What Are Mutual Funds?
A mutual fund is a type of investment vehicle that pools money from multiple investors to purchase securities such as stocks, bonds, and other assets. The funds are managed by a professional asset manager who invest the money in different securities to help the investors earn a profit.
Some Advantages of Mutual Funds
- Professional Management: Mutual funds are managed by professional asset managers who have years of experience in the financial markets. They have the expertise to make informed investment decisions and help investors earn a profit.
- Diversification: Mutual funds invest in a variety of securities, which helps reduce or mitigate the risk. This diversification helps protect the investor's portfolio from market volatility.
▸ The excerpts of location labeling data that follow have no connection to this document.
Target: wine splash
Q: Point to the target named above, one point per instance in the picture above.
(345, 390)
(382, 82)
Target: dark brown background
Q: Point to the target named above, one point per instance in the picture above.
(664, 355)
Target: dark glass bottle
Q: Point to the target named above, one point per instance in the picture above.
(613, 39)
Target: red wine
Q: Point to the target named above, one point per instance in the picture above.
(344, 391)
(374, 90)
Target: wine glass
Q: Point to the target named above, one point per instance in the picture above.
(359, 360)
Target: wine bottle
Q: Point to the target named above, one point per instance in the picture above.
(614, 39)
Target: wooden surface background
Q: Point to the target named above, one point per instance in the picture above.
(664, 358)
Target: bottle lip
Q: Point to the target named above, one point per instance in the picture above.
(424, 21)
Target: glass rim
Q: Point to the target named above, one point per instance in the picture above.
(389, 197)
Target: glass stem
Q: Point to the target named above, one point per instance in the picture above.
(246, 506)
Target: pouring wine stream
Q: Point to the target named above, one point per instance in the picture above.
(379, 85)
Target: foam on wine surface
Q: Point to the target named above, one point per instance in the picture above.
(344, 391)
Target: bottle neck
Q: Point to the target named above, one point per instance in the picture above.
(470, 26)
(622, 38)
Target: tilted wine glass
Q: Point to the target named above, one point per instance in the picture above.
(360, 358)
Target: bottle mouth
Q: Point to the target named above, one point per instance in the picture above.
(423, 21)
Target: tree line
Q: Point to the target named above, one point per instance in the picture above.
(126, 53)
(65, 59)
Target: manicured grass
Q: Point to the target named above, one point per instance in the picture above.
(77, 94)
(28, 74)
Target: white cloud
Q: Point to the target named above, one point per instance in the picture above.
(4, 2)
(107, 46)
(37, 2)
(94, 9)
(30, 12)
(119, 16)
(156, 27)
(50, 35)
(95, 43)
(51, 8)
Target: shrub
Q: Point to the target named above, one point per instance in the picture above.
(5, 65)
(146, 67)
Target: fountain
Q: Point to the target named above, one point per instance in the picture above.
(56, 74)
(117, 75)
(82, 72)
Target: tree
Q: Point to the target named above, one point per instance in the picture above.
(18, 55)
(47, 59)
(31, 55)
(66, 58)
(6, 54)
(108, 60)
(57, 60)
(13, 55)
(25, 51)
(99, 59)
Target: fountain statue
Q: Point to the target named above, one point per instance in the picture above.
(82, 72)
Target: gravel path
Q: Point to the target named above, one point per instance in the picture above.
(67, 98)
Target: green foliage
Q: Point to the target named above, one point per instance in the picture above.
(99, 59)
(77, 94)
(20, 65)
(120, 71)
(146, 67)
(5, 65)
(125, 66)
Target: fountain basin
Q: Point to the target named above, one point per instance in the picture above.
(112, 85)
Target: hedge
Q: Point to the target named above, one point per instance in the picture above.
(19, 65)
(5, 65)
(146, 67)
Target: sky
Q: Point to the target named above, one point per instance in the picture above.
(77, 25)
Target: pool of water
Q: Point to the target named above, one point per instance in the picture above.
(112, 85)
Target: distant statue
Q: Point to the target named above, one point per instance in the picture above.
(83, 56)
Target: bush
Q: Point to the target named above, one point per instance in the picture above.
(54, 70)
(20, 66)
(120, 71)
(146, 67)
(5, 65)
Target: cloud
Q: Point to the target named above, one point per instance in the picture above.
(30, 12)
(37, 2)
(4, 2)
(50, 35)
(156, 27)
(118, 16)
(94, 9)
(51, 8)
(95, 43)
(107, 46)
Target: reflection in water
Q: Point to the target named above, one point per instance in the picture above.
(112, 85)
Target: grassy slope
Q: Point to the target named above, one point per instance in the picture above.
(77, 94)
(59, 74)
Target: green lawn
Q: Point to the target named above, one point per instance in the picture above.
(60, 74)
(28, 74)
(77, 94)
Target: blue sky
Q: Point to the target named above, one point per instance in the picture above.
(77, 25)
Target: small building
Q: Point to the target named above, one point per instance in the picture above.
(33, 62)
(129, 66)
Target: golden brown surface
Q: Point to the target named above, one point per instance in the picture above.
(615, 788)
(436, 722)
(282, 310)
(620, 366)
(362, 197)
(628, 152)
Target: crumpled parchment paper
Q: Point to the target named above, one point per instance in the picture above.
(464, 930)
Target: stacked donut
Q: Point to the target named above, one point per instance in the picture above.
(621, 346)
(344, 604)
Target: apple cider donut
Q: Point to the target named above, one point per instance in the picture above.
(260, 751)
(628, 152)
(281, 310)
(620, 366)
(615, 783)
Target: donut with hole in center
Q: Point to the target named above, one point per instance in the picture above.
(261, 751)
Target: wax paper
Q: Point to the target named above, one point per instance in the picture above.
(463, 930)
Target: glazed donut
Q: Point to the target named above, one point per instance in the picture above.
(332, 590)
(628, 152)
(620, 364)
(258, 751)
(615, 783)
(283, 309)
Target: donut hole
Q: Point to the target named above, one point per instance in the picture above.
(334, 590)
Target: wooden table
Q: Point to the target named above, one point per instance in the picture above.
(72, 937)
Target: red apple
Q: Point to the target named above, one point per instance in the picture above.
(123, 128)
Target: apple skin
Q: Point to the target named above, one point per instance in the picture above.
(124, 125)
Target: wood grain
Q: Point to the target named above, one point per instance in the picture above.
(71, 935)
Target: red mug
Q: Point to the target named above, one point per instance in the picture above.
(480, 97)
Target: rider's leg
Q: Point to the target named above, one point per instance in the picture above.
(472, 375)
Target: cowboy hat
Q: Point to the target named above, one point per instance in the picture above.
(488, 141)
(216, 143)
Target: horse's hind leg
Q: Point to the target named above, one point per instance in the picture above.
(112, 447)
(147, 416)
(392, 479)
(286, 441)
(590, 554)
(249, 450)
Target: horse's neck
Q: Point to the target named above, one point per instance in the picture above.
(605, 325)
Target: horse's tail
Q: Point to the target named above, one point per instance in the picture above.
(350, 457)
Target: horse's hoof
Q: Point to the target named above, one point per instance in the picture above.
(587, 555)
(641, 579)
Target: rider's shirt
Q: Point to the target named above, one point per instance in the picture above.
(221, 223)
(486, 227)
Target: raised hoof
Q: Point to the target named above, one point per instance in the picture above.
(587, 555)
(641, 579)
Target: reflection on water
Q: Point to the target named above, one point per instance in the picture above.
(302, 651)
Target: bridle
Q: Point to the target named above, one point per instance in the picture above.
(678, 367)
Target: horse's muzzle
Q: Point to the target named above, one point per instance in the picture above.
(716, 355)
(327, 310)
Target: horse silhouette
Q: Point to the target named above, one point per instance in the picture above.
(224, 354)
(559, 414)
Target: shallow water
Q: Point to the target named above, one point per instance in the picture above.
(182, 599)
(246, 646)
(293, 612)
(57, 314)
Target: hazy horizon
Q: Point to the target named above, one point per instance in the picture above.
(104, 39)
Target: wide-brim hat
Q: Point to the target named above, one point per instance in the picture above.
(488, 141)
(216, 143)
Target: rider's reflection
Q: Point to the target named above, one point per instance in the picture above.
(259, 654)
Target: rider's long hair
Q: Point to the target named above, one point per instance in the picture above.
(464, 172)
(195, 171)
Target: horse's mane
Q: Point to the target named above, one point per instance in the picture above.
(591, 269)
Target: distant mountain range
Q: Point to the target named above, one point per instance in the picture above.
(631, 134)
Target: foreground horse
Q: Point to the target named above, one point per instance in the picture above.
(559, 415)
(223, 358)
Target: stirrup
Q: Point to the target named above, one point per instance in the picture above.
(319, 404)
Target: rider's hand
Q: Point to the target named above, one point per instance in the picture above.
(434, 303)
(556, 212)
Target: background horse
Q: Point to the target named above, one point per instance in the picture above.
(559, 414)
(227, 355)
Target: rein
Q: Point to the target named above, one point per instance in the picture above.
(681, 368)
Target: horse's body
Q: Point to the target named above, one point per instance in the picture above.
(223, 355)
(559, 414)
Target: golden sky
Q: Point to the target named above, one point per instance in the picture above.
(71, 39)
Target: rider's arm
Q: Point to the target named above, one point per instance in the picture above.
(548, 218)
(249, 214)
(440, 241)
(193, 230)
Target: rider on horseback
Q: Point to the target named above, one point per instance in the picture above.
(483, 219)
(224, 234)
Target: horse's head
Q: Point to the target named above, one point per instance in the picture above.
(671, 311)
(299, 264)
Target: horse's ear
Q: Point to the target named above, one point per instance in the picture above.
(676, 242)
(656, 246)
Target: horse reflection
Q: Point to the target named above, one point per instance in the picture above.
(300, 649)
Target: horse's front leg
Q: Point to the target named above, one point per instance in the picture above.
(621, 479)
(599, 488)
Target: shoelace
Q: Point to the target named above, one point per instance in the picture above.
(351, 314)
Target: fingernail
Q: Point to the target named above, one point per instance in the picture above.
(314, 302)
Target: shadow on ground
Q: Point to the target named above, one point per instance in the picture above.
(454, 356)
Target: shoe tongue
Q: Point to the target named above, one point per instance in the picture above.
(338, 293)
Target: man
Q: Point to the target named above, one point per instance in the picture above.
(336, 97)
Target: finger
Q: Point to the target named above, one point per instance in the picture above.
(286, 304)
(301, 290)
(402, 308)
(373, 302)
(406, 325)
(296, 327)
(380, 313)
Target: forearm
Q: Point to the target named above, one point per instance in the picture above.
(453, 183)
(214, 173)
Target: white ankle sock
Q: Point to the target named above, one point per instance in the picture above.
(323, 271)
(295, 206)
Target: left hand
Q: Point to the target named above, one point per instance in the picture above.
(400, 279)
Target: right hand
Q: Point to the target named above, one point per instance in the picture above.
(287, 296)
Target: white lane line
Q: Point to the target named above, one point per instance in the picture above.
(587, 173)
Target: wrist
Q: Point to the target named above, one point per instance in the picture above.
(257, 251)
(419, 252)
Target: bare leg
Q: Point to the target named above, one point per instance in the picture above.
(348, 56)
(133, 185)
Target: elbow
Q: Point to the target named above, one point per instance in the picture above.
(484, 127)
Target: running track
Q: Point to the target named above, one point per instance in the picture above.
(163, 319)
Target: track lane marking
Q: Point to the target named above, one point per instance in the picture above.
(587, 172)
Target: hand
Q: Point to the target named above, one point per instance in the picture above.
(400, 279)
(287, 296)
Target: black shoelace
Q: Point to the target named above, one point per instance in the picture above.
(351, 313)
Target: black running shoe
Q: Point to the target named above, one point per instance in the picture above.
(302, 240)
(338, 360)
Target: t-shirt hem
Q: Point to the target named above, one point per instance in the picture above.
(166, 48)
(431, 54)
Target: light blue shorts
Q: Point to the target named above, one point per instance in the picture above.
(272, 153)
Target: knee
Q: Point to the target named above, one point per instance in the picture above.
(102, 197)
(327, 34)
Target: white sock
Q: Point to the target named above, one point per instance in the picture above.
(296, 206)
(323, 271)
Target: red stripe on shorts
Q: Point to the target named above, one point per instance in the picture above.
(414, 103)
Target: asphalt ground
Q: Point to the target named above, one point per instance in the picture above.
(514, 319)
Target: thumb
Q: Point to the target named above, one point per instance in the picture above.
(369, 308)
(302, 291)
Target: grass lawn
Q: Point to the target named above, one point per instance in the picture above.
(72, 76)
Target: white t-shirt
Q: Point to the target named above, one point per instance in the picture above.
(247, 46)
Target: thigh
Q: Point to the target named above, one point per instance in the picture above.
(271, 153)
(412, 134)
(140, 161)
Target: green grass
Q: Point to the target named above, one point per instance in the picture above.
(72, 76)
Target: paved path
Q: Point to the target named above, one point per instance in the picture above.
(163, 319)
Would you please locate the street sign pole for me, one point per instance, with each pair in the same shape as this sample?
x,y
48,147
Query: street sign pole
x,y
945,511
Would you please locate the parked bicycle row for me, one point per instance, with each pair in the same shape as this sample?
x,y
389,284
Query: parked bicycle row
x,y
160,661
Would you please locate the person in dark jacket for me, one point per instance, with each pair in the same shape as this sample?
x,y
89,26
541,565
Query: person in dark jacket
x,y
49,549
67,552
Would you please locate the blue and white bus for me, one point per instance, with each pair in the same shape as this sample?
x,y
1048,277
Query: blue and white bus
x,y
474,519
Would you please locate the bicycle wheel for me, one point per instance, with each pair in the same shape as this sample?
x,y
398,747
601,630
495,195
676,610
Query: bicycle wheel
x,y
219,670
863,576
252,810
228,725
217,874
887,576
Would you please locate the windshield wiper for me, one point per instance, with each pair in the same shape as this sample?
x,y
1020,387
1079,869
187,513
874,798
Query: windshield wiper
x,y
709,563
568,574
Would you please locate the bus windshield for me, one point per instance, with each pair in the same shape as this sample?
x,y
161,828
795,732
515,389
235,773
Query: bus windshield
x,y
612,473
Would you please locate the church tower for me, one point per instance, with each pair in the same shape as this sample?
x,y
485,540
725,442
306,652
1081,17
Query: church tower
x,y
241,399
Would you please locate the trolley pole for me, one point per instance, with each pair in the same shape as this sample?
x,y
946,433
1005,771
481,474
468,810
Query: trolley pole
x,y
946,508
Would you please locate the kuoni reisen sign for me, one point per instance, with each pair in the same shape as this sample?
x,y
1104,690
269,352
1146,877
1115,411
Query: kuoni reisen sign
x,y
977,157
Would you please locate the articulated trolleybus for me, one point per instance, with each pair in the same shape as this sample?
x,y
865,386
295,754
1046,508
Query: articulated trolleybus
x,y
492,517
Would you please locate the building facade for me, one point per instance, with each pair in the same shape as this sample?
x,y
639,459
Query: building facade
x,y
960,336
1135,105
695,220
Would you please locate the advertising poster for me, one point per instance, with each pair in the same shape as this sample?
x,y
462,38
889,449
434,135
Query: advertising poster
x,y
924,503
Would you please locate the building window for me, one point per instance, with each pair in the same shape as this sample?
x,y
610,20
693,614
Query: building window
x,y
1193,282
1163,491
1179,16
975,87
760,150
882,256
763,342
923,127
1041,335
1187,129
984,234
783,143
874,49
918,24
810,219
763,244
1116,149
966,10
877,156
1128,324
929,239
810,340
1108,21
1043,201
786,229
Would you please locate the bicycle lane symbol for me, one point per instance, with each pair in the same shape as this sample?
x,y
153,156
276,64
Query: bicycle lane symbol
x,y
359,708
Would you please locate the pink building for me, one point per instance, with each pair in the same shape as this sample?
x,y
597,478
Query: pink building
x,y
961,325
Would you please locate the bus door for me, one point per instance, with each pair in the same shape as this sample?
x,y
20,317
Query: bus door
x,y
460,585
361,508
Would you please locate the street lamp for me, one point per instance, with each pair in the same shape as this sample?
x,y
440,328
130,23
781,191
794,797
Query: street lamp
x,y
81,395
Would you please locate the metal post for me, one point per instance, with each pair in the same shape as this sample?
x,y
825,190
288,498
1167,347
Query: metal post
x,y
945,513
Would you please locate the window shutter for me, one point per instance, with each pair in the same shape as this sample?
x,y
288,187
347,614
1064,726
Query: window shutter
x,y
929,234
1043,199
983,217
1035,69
- Liquidity: Mutual funds are highly liquid investments, which means that investors can easily buy and sell their units at any time.
- Tax Benefits: Mutual funds offer tax benefits to investors. For example, in general long-term capital gains from mutual funds are taxed at a lower rate than short-term capital gains. Also, by investing in ELSS mutual funds investors can save tax on income of up to Rs. 1.5 lakh (under 80C), but these funds have a lock-in period of 3 years.
- Affordable: Mutual funds are affordable investments that allow investors to start with small amounts of money. You can start investing in 1000+ mutual funds with as low as Rs. 100 on the Bajaj Finserv platform.
- Safe and Transparent: Mutual funds are regulated by the Securities and Exchange Board of India (SEBI), which ensures that they operate in a safe and transparent manner.